En se plaçant de profil devant le miroir, Carmen remarqua un léger gonflement au niveau de sa taille. Les quelques kilos accumulés ces dernières semaines commençaient à se voir. Elle était enceinte, mais pas de bébé niché dans ses rondeurs, juste un trop plein de tristesse. Un filet de mascara se faufila le long de l’arête de son nez. Un bébé pourrait donner un nouveau souffle à leur amour. Chaque fois qu’elle voulait en parler, Raoul se défilait. « Nous avons le temps, rien ne presse, il faudrait d’abord que je trouve un vrai boulot, j’en ai marre de faire le larbin dans cet appartement de femmes, après on en reparlera. » En général, à ce stade de la discussion, Carmen s’énervait, lui rappelait qu’elle allait avoir trente ans, qu’elle ne voulait plus attendre.
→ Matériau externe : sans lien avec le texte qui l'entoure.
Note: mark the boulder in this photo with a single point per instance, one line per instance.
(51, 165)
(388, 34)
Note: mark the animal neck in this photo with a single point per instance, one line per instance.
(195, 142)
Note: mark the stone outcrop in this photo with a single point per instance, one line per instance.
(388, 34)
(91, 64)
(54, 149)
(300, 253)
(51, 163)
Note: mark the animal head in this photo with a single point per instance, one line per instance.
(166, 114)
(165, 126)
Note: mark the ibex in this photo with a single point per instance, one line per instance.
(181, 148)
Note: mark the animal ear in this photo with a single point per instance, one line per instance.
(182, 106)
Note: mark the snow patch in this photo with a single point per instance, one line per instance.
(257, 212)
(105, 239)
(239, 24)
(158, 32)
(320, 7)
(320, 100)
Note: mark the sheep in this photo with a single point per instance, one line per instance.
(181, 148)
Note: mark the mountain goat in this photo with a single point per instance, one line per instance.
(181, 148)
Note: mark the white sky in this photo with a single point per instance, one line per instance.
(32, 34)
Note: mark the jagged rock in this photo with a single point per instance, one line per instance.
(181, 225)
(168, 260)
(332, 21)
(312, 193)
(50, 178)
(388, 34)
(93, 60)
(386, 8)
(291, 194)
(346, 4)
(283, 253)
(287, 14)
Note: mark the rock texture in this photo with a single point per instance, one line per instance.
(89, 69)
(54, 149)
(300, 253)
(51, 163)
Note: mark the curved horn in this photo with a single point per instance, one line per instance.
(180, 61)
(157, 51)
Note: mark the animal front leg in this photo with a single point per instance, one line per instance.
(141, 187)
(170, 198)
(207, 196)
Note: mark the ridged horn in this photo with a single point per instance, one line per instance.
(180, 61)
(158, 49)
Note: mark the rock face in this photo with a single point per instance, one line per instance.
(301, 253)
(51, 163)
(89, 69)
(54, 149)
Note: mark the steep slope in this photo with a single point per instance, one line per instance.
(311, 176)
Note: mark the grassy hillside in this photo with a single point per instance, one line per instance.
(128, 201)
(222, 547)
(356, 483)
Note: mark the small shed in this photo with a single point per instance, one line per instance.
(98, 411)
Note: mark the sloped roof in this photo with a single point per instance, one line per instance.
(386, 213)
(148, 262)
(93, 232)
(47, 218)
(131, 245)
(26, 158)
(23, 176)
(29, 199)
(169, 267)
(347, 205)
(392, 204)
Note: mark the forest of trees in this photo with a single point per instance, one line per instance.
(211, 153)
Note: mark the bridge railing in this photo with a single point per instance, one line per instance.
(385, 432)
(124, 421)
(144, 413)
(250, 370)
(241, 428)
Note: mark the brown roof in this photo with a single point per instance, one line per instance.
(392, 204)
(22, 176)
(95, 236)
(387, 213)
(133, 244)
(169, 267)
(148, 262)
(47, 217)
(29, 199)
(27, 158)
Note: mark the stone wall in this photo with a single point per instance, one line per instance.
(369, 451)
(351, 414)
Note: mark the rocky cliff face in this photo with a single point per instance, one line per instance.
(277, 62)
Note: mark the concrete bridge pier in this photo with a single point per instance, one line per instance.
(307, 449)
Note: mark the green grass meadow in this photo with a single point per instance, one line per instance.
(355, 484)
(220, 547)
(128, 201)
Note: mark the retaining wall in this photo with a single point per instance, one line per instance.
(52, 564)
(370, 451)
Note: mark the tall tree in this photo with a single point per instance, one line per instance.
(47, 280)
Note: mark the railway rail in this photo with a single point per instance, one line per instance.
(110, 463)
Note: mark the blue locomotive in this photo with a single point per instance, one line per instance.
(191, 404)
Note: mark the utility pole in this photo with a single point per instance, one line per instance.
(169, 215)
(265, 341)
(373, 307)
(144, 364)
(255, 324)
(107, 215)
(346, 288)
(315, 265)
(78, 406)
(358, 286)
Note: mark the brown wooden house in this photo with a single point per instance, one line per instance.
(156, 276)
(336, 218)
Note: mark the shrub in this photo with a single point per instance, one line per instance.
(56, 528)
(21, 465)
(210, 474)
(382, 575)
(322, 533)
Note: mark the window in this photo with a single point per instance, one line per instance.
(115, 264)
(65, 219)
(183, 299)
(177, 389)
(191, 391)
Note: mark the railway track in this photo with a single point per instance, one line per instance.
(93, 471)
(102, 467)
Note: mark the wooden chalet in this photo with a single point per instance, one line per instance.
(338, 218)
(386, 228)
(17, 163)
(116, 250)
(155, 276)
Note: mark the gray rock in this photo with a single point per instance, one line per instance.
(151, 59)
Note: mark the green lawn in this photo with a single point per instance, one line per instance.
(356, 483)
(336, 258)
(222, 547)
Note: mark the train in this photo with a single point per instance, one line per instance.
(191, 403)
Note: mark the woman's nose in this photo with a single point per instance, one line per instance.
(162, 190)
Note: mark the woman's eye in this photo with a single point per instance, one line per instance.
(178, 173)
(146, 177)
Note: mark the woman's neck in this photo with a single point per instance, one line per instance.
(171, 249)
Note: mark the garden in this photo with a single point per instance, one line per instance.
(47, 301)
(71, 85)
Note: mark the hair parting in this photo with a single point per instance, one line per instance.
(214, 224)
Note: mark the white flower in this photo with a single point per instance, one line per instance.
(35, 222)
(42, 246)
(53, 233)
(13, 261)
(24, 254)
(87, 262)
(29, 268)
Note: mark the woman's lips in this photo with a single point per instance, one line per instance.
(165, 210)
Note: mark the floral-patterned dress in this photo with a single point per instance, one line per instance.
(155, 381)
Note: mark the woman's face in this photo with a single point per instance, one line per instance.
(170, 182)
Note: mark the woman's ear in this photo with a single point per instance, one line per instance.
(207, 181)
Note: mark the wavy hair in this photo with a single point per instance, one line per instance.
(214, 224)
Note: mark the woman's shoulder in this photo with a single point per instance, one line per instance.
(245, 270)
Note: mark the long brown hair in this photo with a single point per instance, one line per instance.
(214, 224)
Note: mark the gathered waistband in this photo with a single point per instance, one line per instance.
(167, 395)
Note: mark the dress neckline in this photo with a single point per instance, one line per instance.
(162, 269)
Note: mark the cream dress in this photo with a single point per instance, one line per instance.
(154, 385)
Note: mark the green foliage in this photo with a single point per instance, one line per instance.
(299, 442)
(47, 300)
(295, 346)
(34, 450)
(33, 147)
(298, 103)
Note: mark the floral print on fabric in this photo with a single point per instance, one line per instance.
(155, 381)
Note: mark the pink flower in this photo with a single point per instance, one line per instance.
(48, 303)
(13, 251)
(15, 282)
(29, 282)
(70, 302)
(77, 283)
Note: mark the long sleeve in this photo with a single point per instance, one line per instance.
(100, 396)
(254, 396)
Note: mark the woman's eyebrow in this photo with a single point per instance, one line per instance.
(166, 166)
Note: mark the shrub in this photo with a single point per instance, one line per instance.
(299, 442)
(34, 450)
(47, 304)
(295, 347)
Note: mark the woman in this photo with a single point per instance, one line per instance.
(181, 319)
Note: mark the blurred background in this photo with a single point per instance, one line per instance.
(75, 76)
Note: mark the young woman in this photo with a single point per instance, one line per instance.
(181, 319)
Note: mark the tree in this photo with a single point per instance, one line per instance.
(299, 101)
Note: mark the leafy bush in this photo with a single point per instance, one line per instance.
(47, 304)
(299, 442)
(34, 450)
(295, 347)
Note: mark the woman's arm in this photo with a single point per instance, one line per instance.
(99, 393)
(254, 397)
Alors, Raoul se levait et sortait en claquant la porte.

Ce matin, ils s’étaient disputés, il était parti et depuis, elle l’attendait.

Carmen sursauta, on frappait à sa porte. Elle ouvrit et se trouva face à Claude.

- Excusez-moi de vous déranger, mais pourriez-vous accompagner ma mère dans sa promenade cet après-midi ? Je suis désolée, je sais que c’est votre après-midi de congé, et vous avez certainement d’autres projets, mais je n’ose pas laisser Lilie seule.

Madame Calvi ne lui demandait jamais de service de dernière minute, elle était exigeante, mais respectait le temps libre du personnel. Même si elle n’avait pas d’affection particulière pour cette femme, Carmen la respectait et elle accepta de la dépanner. En fait, elle était soulagée d’échapper à une longue après-midi de solitude. Soulagée de quitter sa petite chambre et ce miroir qui mimait l’image de ses doutes.